Extracting Encoded Interactions for Machine Learning Input

The Extract Interactions programs are designed to extract a wide array of interactions between atoms from coordinates input files. Of course, because we often want optimized coordinates, these input files are best obtained by performing the OBabel commands to convert log files to gjf or com files are previously specified above in the Timeout Restarter section. Much of these files have hard coded specifications that are clearly outline in comments in the ExtractAnglesAndInts_SepPt1_Portion.py file. All files extract the element occurrences which are simply how many times an element appears in the molecule, in addition to other interactions as outlined by the dictionaries. The dictionaries can be updated from their hard coded forms to whatever new dictionary you may make by simply putting the copied csv string in between quotes in the appropriate line. The programs are designed to handle the fact that the dictionary maker programs only have unique permutations. In addition to extracting the different interactions at a specified granularity, these files also offer the option to have proportional or discrete occurrence encodings for each instance of an interaction. For clarity, occurrence enodings are different from one-hot encodings because they can contain numbers other than 1 and are based off of the number of occurrences of each type of interaction. More about the encodings can be seem in the paper: GiFE: A Molecular-Size Agnostic and Understandable Gibbs Free Energy Function.

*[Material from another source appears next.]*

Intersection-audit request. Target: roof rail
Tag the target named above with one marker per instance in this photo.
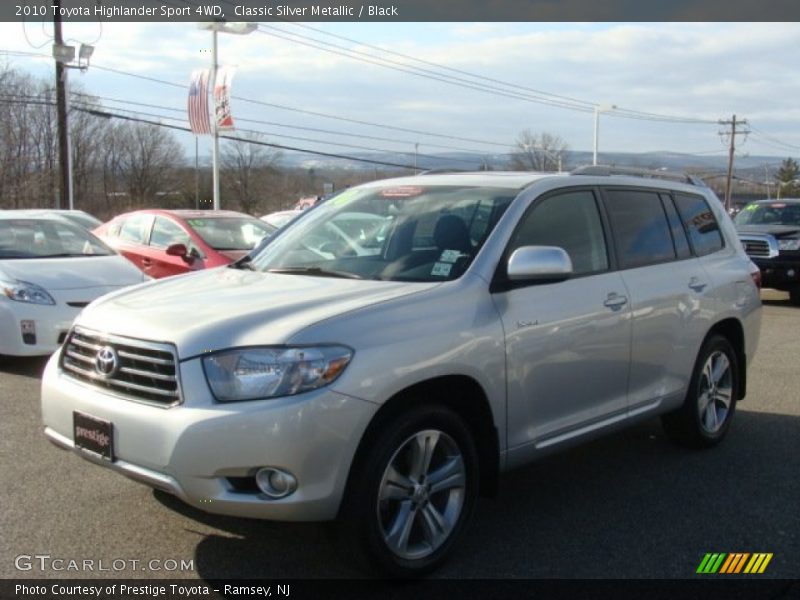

Extraction of Energies and Computed Properties

The ExtractProperties.py program takes in Gaussian log files and outputs files with extracted computed properties. This output file is useful as labels for training data. Currently the list contains 37 different properties, with the full list outlined in the file. This program also checks for if all forces have converged or not since files may reach normal termination without this condition, despite its importance to finding fully optimized structures. Currently, three hard coded numbers exist in the file to select the atom numbers that will have their Mulliken charges extracted, and that will have bond distances found between them.

Analysis Tools for Already Trained Models

Predict the energies for a new dataset on a trained model

The Predictor.py program is designed to take linear coeficients saved from an Sklearn model, with the no intercept option and multiply them with new datapoints to generate output from a trained model. The program then also takes in the ground truth values for these datapoints and appends them to the predictions for easy comparison. This works even for multiple different output values, with 37 currently being a hard coded number to correspond with selecting the 37th feature column out of an output file generated by ExtractProperties.py.

With that, you are ready to use all current features in the ChemArchItect Program set. Good luck and please let the developers know of any improvements you wish to contribute.